Checking uniform integrability of random series

Question

Let $(X_n)_{n\geq 1}$ be a sequence of iid random variables such that $\mathbb{E}[X_n]=0$ and $\operatorname{\mathbb{V}ar}[X_n]=\sigma^2<\infty$, define $$ Y_n = \frac{X_1+\dots+X_n}{\sqrt{n}}$$
and show that $\{Y_n; n\geq1\}$ is uniformly integrable colection.

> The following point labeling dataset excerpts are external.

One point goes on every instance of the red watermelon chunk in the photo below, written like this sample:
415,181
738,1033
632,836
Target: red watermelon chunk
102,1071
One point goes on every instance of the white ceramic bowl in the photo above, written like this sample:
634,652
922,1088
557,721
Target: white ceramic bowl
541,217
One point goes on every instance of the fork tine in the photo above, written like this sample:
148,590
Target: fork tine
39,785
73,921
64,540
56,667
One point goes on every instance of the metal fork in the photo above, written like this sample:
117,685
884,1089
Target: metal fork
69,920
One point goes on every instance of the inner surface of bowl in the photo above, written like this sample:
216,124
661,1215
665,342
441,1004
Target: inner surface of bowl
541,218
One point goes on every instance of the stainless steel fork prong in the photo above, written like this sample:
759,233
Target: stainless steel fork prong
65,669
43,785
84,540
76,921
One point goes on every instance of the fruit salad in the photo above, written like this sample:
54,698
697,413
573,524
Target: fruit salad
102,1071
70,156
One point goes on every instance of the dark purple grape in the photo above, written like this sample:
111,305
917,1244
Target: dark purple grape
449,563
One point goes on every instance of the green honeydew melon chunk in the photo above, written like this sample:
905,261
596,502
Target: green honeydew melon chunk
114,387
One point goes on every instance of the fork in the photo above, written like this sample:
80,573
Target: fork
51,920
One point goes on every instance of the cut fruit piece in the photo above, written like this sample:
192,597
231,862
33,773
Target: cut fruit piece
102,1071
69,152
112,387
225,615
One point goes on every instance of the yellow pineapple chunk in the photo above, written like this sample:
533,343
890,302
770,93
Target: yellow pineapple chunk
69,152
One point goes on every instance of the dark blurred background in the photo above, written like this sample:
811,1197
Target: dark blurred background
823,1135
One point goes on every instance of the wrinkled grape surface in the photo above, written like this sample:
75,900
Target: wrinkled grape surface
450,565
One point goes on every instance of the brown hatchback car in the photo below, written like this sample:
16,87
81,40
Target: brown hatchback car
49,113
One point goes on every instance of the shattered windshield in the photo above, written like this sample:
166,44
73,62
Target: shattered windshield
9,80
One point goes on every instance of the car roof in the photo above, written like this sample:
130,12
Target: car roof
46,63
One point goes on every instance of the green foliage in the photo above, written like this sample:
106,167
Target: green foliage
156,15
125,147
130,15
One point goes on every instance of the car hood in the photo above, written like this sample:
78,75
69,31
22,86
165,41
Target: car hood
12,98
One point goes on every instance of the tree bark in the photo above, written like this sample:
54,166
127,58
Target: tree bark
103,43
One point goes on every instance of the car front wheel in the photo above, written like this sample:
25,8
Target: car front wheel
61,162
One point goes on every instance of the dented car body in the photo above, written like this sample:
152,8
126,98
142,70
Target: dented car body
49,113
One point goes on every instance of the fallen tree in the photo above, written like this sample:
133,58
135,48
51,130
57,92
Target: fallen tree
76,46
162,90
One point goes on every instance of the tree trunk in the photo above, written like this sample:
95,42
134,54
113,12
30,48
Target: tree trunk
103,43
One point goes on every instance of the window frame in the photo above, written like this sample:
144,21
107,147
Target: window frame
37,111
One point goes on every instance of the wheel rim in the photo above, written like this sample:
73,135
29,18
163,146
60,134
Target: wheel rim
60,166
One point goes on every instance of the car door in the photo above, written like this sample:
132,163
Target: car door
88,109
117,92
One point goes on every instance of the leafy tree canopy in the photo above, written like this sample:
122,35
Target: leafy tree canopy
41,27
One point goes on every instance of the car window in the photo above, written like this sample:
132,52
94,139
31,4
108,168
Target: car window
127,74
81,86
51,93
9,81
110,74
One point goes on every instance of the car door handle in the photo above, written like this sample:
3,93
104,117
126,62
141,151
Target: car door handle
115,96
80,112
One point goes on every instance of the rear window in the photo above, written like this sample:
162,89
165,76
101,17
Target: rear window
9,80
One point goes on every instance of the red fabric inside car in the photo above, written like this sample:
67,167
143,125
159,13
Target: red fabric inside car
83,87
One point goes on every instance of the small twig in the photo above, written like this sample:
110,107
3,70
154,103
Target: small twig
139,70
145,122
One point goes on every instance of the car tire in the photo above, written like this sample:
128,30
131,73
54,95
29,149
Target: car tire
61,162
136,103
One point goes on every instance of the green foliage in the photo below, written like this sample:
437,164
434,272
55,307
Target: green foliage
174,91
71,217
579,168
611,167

My question is related to this one, main answer points that the following strategy is a valid proof, however there aren't any details, so I would like to check if the following proof I wrote is indeed correct.

Notice that

\begin{align}
\sup_{n\geq1} \mathbb{E}[|Y_n|^2] &= \sup_{n\geq1} [|(X_1+\dots+X_n)n^{-1/2}|^2]\\
&= \sup_{n\geq1} n^{-1}\mathbb{E}[|(X_1+\dots+X_n)|^2] \\
&=\sup_{n\geq1} n^{-1}\mathbb{E}\left[\sum_{i=1}^n X_i^2 + 2\sum_{1\leq k < j \leq n}X_kX_j\right] \\
&=\sup_{n\geq1} n^{-1}\mathbb{E}\left[\sum_{i=1}^n X_i^2\right] \\
&=\sup_{n\geq1} n^{-1} n\sigma^2 \\&
= \sigma^2 <\infty
\end{align}
and as we know that $\varphi:x\to|x|^2$ is a test function for UI as $\lim_{x\to+\infty}\phi(x)/x=+\infty$, it follows that $\sup_{n\geq 1}\mathbb{E}[\varphi(|X_n|)] = \sigma^2 <\infty$ for all $n\geq1$ implies that $\{Y_n;n\geq 1\}$ is uniformly integrable.

Answer 1

Your proof that $\mathbb E\left[Y_n\right]$ can be bounded independently of $n$ and that a sequence which is bounded in $\mathbb L^2$ is uniformly integrable is correct.